Bluffs Votes Plan for Firemen's Pension
By Leo Coughlin
BELLEAIR BLUFFS - The City Commission by a 3-2 vote Monday night wisely opted to take a moderate and fair course in trying to solve the fire fighters pension problem.
That vote thus gives the chance of the city dealing equitably with the former employees involved and avoids a possible lawsuit.
Two members - Jack Nazario and Taylour Shimkus - were adamant in their opposition. They wanted to return to the fire fighters only the contributions they had made to the pension plan.
Nazario and Shimkus were apparently operating on the advice of John Hubbard, a lawyer, who said the city was bound to pay only what had been contributed by the individuals.

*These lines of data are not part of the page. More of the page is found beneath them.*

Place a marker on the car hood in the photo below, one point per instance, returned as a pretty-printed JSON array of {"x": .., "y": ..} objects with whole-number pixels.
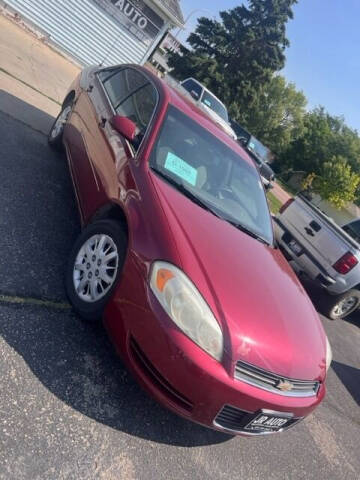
[{"x": 265, "y": 314}]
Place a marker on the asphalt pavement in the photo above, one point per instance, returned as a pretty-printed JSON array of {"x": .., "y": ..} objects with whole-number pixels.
[{"x": 68, "y": 407}]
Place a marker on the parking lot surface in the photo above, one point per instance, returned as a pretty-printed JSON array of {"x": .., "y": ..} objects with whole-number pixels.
[{"x": 68, "y": 407}]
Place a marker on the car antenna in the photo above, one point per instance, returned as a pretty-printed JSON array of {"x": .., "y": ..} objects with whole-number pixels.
[{"x": 108, "y": 52}]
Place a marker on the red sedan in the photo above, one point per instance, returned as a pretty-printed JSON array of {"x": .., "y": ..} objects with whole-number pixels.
[{"x": 177, "y": 256}]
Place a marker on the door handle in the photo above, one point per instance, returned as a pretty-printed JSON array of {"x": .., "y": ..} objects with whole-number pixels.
[{"x": 102, "y": 122}]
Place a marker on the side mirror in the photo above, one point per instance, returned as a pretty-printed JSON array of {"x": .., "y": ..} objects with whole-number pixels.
[
  {"x": 124, "y": 126},
  {"x": 194, "y": 94}
]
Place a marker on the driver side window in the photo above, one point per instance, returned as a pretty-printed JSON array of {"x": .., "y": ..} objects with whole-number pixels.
[{"x": 132, "y": 95}]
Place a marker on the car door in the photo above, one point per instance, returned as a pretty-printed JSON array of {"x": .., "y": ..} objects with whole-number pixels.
[{"x": 100, "y": 152}]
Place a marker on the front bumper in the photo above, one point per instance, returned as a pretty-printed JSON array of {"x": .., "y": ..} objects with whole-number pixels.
[{"x": 180, "y": 375}]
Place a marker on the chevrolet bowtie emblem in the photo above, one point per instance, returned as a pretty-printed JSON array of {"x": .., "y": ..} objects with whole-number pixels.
[{"x": 284, "y": 386}]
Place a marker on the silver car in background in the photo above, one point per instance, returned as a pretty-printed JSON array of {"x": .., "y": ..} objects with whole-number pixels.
[{"x": 208, "y": 102}]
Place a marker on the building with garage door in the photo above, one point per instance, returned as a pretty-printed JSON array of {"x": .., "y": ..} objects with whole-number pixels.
[{"x": 104, "y": 32}]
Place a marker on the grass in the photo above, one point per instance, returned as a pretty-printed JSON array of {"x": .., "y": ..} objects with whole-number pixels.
[
  {"x": 290, "y": 190},
  {"x": 274, "y": 203}
]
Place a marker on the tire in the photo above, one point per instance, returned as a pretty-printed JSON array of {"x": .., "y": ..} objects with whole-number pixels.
[
  {"x": 91, "y": 284},
  {"x": 340, "y": 306},
  {"x": 56, "y": 133}
]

But Tom Trask, a member of Hubbard's law firm and who is the regular attorney for the Bluffs, said that the sticking point was that the fire fighters would have to accept that sort of arrangement.
Arbutine was strongly in favor of turning the matter over to the city's pension board and have an end to the pension plan negotiated that would be fair to all parties.
The issue arises because the Belleair Bluffs fire department was subsumed into Largo Fire & Rescue which now serves Belleair Bluffs and what the Bluffs used to serve, including Belleair.
When Belleair opted to join Largo for economic reasons that destroyed the financial viability of the Bluffs fire department and Belleair Bluffs followed Belleair's path into Largo service.
Bluffs fire fighters became part of the Largo department but left the matter of costly pensions and Largo did not want to take over that which applied to the former Bluffs employees without Belleair Bluffs paying a high price.
The pensions of those former employees is Belleair Bluffs' responsibility and the problem is how to end the plan.
Arbutine, backed by Joe Barkley and Susie Sofer, want the city's pension board to talk with the fire fighters and make a recommendation. They favor a lump sum payout.
While this would be somewhat costly to the city, it would be less than what it would cost for Belleair Bluffs to sustain the pension plan over future years.
Investment return on funds is very low in the disastrous economic climate and the city would have to make up any differences.
So the matter remains unresolved but observers noted some progress in what they said was the right direction with Sofer's motion to bring the pension board into the picture.
In other action, the commission at a public hearing approved a millage rate of 4.35 for upcoming fiscal year 2011 that begins October 1.
That rate is a decrease of 9.57 percent from the rolled back rate (the rate that would raise the same amount of ad valorem revenue as was raised in 2011). It supports a budget of $1,785,186.